The lions kept in the menagerie at the Tower of London in the Middle Ages were Barbary lions, as shown by DNA testing on two well-preserved skulls excavated at the Tower between 1936 and 1937. The skulls were radiocarbon-dated to around 1280–1385 and 1420−1480.[31] In the 19th century and the early 20th century, lions were often kept in hotels and circus menageries. In 1835, the lions in the Tower of London were transferred to improved enclosures at the London Zoo on the orders of the Duke of Wellington.[38]

The lions in the Rabat Zoo exhibited characteristics thought typical for the Barbary lion.[39] The royal families of Morocco received lions from nobles and Berber people, but split the collection between two zoos in the region when they had to leave the country in 1953. Some were moved back to the palace in 1955. In the late 1960s, new lion enclosures were built in Temara near Rabat. [17] Results of a mtDNA research revealed in 2006 that a lion kept in the German Zoo Neuwied originated from this collection and is very likely a descendant of a Barbary lion.[9] Five lion samples from this collection were not Barbary lions maternally.
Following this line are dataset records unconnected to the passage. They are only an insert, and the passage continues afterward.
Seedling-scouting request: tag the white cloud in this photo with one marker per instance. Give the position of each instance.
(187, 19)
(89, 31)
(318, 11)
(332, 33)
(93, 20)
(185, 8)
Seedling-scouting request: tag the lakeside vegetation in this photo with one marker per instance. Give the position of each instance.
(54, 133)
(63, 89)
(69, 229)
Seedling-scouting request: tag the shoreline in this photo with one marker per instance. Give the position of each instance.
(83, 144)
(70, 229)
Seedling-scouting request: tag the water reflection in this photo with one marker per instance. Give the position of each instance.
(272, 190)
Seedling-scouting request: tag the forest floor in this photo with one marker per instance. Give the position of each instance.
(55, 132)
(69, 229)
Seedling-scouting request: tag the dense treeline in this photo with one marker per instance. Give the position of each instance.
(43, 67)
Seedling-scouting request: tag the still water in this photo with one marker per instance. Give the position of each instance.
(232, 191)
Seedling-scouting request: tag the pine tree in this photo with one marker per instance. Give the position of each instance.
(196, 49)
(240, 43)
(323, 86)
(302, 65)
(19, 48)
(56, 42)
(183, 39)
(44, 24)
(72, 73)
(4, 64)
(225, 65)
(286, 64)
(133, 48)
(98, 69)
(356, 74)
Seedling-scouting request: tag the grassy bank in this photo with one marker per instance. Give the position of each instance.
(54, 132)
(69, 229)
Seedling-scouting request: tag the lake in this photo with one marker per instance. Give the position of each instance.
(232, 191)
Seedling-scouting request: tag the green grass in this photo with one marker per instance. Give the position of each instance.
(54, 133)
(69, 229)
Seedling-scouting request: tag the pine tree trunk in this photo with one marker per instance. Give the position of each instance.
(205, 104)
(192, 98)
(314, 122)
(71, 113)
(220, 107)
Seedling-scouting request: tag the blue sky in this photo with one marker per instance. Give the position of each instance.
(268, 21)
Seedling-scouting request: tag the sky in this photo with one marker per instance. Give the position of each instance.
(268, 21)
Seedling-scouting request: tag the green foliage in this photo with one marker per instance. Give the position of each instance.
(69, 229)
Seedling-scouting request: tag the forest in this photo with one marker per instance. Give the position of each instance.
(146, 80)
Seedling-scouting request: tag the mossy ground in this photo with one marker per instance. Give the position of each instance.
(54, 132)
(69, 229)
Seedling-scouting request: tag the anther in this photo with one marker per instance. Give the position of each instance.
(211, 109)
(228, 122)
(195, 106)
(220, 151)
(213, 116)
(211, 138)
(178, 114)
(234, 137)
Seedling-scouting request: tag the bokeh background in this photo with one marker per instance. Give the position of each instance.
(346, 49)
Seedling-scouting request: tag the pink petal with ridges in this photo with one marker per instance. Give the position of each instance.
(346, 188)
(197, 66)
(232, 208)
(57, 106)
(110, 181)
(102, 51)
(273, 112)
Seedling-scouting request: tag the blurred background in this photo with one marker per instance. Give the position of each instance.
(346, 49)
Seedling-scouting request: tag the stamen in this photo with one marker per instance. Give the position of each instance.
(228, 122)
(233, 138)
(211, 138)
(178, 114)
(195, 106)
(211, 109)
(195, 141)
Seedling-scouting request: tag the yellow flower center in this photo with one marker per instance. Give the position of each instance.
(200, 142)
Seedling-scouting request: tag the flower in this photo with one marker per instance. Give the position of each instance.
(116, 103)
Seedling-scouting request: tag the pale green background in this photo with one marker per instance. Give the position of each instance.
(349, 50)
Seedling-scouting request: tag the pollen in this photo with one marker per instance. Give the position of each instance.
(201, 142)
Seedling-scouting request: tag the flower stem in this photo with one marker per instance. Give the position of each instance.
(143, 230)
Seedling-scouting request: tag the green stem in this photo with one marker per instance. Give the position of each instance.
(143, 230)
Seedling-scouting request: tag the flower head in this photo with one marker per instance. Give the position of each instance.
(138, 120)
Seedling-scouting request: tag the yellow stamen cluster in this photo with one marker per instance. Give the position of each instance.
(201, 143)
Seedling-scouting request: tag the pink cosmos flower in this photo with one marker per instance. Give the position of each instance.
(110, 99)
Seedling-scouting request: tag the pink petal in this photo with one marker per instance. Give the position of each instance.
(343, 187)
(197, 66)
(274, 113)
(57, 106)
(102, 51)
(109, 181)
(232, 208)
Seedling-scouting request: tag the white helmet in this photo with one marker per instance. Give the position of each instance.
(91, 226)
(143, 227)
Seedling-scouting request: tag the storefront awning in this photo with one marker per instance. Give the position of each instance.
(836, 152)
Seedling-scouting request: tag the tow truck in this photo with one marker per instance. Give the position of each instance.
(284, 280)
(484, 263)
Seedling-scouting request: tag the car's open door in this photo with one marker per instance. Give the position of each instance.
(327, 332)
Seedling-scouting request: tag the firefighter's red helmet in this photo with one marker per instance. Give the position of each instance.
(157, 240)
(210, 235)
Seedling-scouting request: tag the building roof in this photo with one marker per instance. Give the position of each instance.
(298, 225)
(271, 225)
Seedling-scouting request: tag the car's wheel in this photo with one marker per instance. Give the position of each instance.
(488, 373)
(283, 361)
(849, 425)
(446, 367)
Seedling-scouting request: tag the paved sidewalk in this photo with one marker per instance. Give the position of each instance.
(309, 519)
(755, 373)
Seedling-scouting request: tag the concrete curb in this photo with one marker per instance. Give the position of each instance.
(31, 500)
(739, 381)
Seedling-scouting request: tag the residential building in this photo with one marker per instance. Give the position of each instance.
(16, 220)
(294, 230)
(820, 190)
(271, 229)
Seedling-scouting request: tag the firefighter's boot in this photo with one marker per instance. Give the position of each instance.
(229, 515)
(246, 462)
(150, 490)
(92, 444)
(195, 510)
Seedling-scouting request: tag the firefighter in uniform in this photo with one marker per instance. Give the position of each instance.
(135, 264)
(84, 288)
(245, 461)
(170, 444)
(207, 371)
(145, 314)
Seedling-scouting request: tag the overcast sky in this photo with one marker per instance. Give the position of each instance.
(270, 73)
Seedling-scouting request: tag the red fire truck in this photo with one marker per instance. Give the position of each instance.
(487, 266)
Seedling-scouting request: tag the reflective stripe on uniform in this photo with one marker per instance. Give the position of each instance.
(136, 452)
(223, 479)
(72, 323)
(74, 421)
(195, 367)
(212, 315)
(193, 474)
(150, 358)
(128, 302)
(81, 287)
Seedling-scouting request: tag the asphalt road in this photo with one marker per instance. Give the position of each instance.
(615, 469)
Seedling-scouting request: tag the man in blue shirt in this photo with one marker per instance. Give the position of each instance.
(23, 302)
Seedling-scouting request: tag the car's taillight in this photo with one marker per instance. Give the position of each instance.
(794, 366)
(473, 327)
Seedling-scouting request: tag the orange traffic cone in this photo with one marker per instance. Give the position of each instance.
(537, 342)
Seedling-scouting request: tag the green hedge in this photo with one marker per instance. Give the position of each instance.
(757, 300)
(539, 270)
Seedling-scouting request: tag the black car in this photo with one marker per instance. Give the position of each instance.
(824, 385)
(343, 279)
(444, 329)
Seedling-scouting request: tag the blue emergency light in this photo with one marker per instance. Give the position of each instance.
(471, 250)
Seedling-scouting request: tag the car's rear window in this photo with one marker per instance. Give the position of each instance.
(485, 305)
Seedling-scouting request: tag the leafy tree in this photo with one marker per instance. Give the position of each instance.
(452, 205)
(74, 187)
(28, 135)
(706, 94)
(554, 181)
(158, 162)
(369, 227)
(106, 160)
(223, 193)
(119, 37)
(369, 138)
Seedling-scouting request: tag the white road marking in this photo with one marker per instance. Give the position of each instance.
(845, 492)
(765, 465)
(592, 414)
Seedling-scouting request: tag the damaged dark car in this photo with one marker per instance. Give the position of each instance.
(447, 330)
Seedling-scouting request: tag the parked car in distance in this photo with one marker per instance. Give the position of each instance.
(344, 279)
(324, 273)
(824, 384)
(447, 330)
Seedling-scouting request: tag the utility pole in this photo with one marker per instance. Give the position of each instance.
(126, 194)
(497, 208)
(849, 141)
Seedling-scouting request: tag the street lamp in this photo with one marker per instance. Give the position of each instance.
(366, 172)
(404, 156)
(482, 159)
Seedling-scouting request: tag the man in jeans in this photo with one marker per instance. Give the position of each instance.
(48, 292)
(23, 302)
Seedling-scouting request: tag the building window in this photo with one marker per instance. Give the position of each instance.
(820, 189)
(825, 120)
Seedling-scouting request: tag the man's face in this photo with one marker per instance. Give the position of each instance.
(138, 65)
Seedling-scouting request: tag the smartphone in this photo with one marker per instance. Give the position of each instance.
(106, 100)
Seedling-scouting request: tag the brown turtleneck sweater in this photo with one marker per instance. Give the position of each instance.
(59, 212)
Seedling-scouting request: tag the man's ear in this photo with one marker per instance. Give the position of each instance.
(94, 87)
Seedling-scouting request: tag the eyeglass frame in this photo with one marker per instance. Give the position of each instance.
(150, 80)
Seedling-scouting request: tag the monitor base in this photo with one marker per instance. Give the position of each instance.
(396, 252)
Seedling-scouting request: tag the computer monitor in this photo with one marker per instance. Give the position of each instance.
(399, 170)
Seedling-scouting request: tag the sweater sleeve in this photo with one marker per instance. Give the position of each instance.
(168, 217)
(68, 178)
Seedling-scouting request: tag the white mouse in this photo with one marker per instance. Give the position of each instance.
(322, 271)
Nonetheless, genes of the Barbary lion are likely to be present in common European zoo lions, since this was one of the most frequently introduced subspecies. Many lions in European and American zoos, which are managed without subspecies classification, are most likely descendants of Barbary lions.[15] Several researchers and zoos supported the development of a studbook of lions directly descended from the King of Morocco's collection.[28]

At the beginning of the 21st century, the Addis Ababa Zoo kept 16 adult lions. With their dark, brown manes extending through the front legs, they looked like Barbary or Cape lions. Their ancestors were caught in southwestern Ethiopia as part of a zoological collection for Emperor Haile Selassie I.[40]

In March 2010, two lion cubs were moved to the Texas Zoo in Victoria, Texas, where efforts were made to preserve Barbary lions under the WildLink International conservation programme. Whether the cubs are of Barbary lion descent was not determined.[41] In 2011, the Port Lympne Animal Park in Kent received a Barbary lioness as a mate for the resident male.[42] As of June 2016, Wisconsin Big Cat Rescue in Rock Springs, Wisconsin, has two female lions born in 2001 that have been shown by DNA testing to be Atlas lions. The Living Treasures Wild Animal Park in New Castle, Pennsylvania, claims to keep a pair of Barbary lions in the park's collection.[43] The Zoo des Sables d'Olonne, Vendee, France, also claims to have a male and female Atlas lion.[44]

Cultural significance[edit]

The lion appeared frequently in early Egyptian art and literature.[45] Statues and statuettes of lions found at Hierakonpolis and Koptos in Upper Egypt date to the Early Dynastic Period.[46] The early Egyptian deity Mehit was depicted with a lion head.[47] In Ancient Egypt, the lion-headed deity Sekhmet was venerated as protector of the country.[48] She represented destructive power, but was also regarded as protector against famine and disease. Lion-headed figures and amulets were excavated in tombs in the Aegean islands of Crete, Euboea, Rhodes, Paros and Chios. They are associated with Sekhmet and date to the early Iron Age between the 9th and 6th centuries BC.[49] The remains of seven mostly subadult lions were excavated at the necropolis Umm El Qa'ab in a tomb of Hor-Aha, dated to the 31st century BC.[50] In 2001, the skeleton of a mummified lion was found in the tomb of Maïa in a necropolis dedicated to Tutankhamun at Saqqara.[51] It had probably lived and died in the Ptolemaic period, showed signs of malnutrition and had probably lived in captivity for many years.[52]

In Roman North Africa, lions were regularly captured by experienced hunters for venatio spectacles in amphitheatres.[36][53]